Les facteurs de risque durant le travail
Ces facteurs sont dominés par, les événements susceptibles de provoquer une asphyxie périnatale donc responsables de souffrance fœtale aigue. Ainsi on peut citer : la procidence du cordon, les hémorragies intra-partum massives (placenta prævia, rupture utérine, hématome rétro-placentaire), un accouchement prolongé ou traumatique en raison d’une disproportion foeto- 10 pelvienne ou d’une présentation vicieuse, une macrosomie foetale avec dystocie de l’épaule et un état de choc maternel d’étiologies variées [103]. D’autres facteurs associés à l’IMOC sont : un travail prolongé, une césarienne d’urgence, un décollement prématuré du placenta, une position fœtale anormale [107], la rupture prématurée et prolongée des membranes [72], la teinte du liquide amniotique par le méconium [69, 102], une circulaire du cordon [75]. Il a été prouvé tout récemment que, l’exposition intra-utérine à une l’infection, en particulier la chorioamniotite, dans les derniers mois de la grossesse, et pendant le travail, est un puissant facteur de risque d’IMOC, surtout chez les nourrissons nés à terme [69, 76, 88]. La chorioamniotite s’est avéré être un important facteur de risque à la fois pour la paralysie cérébrale et leucomalacie périventriculaire [118]. Les recherches sont actives dans ce domaine pour avoir plus d’information sur ce facteur.
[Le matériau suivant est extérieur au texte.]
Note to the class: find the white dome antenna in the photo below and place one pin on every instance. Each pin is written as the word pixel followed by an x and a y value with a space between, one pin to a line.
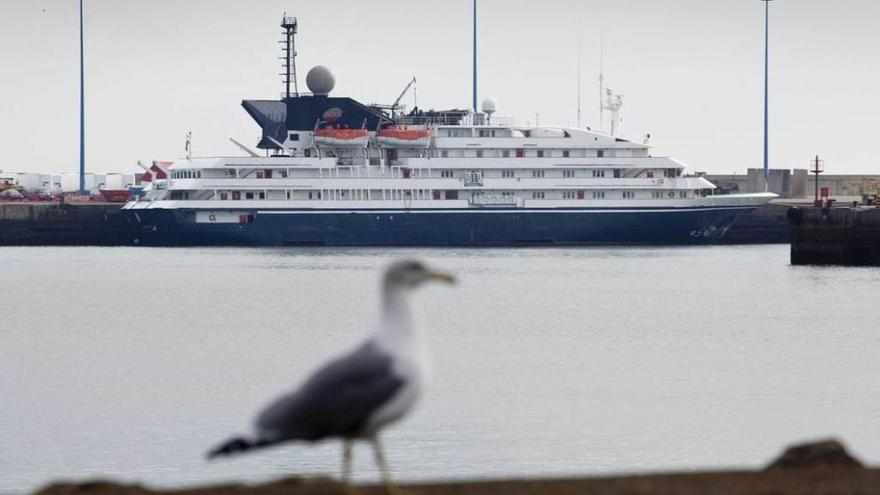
pixel 488 106
pixel 320 80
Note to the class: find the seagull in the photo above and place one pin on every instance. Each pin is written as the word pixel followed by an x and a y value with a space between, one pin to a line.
pixel 356 395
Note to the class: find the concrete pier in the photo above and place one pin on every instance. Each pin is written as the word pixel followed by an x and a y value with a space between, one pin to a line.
pixel 59 224
pixel 835 236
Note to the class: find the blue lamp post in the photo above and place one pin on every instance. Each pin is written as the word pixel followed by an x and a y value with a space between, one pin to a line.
pixel 82 108
pixel 766 74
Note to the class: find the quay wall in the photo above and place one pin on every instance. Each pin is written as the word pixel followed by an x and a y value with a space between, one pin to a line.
pixel 63 224
pixel 835 236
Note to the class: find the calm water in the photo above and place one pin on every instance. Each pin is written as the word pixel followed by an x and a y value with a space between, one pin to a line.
pixel 129 363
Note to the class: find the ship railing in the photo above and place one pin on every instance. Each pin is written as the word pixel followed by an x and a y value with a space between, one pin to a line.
pixel 296 95
pixel 473 178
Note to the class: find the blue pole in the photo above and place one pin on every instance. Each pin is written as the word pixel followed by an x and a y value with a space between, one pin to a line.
pixel 82 108
pixel 475 55
pixel 766 74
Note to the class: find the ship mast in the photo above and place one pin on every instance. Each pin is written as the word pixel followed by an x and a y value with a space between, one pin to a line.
pixel 475 57
pixel 289 25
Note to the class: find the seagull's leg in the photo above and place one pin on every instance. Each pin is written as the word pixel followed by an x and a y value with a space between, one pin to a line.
pixel 383 466
pixel 346 463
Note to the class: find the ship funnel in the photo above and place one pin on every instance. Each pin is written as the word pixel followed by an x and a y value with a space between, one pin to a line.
pixel 320 80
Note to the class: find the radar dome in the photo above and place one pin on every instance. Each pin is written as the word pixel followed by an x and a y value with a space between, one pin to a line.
pixel 489 105
pixel 320 80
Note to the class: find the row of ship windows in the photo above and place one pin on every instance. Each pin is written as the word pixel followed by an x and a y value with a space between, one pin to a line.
pixel 416 193
pixel 519 153
pixel 445 173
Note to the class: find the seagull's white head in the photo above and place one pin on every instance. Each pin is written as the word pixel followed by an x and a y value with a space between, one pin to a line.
pixel 409 274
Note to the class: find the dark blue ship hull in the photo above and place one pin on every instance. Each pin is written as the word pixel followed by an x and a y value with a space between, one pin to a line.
pixel 472 227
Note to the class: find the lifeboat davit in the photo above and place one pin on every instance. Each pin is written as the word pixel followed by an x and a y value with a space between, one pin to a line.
pixel 401 137
pixel 346 138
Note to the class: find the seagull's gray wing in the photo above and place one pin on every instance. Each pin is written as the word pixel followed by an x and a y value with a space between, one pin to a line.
pixel 337 400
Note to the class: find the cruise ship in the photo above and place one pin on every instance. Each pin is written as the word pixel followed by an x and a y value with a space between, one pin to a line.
pixel 329 170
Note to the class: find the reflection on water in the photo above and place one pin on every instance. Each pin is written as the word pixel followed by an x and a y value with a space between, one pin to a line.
pixel 131 362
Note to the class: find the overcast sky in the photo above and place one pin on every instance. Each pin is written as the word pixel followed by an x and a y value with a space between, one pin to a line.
pixel 691 72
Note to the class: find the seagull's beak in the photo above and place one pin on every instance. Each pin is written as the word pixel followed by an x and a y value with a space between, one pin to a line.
pixel 441 276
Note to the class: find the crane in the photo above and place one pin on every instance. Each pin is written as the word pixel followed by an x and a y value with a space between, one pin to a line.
pixel 394 107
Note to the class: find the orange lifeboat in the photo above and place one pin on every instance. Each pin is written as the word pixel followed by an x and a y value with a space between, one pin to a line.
pixel 346 138
pixel 401 137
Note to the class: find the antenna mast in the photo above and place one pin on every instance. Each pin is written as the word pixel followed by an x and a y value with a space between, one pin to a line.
pixel 601 81
pixel 475 55
pixel 290 27
pixel 579 80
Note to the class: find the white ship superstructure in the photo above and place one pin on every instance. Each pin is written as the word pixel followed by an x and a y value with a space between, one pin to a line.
pixel 338 172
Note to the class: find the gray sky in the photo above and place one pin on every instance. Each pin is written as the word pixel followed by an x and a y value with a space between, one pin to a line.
pixel 691 71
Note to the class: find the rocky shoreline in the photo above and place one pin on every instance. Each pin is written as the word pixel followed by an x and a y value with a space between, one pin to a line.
pixel 819 468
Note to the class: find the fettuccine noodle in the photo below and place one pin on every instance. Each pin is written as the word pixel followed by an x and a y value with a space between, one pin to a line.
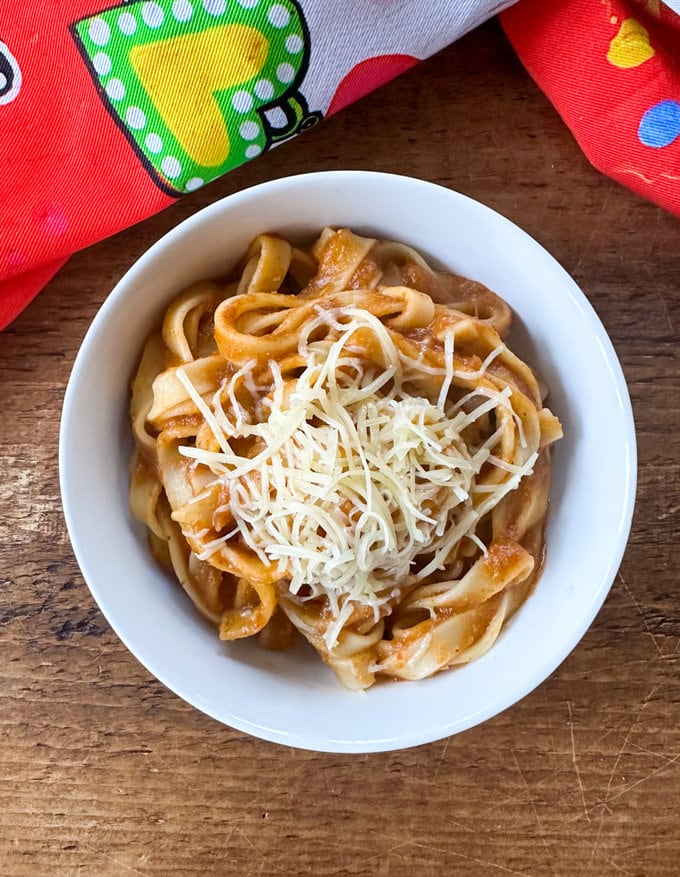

Facteurs de risque à la naissance
La disponibilité de la réanimation néonatale, des unités de soins et des procédures diagnostiques de haut niveau surtout dans les pays développés, ont entrainé la survie des nouveau-nés prématurés, parmi lesquels, se révèle plus tard l’IMOC [93]. Les traitements fertilisants et la fécondation in vitro, ont également augmenté le nombre de prématurés. Le risque d’IMOC augmente avec la diminution du poids à la naissance [37, 69, 104, 107]. Un faible poids du placenta [107] et un bas score d’Apgar sont fortement associés à l’IMOC [110]. Les enfants ayant un score compris entre 0 – 3 à cinq minutes ont 81 fois plus de risque d’avoir une infirmité motrice cérébrale.
Les facteurs de risque dans la période néonatale
D’importants facteurs interviennent dans cette période notamment : les convulsions néonatales [89, 107] la septicémie [13], les maladies respiratoires [89] et surtout chez les prématurés, la persistance du canal artériel, l’hypotension, la ventilation prolongée, le pneumothorax, les infections [68].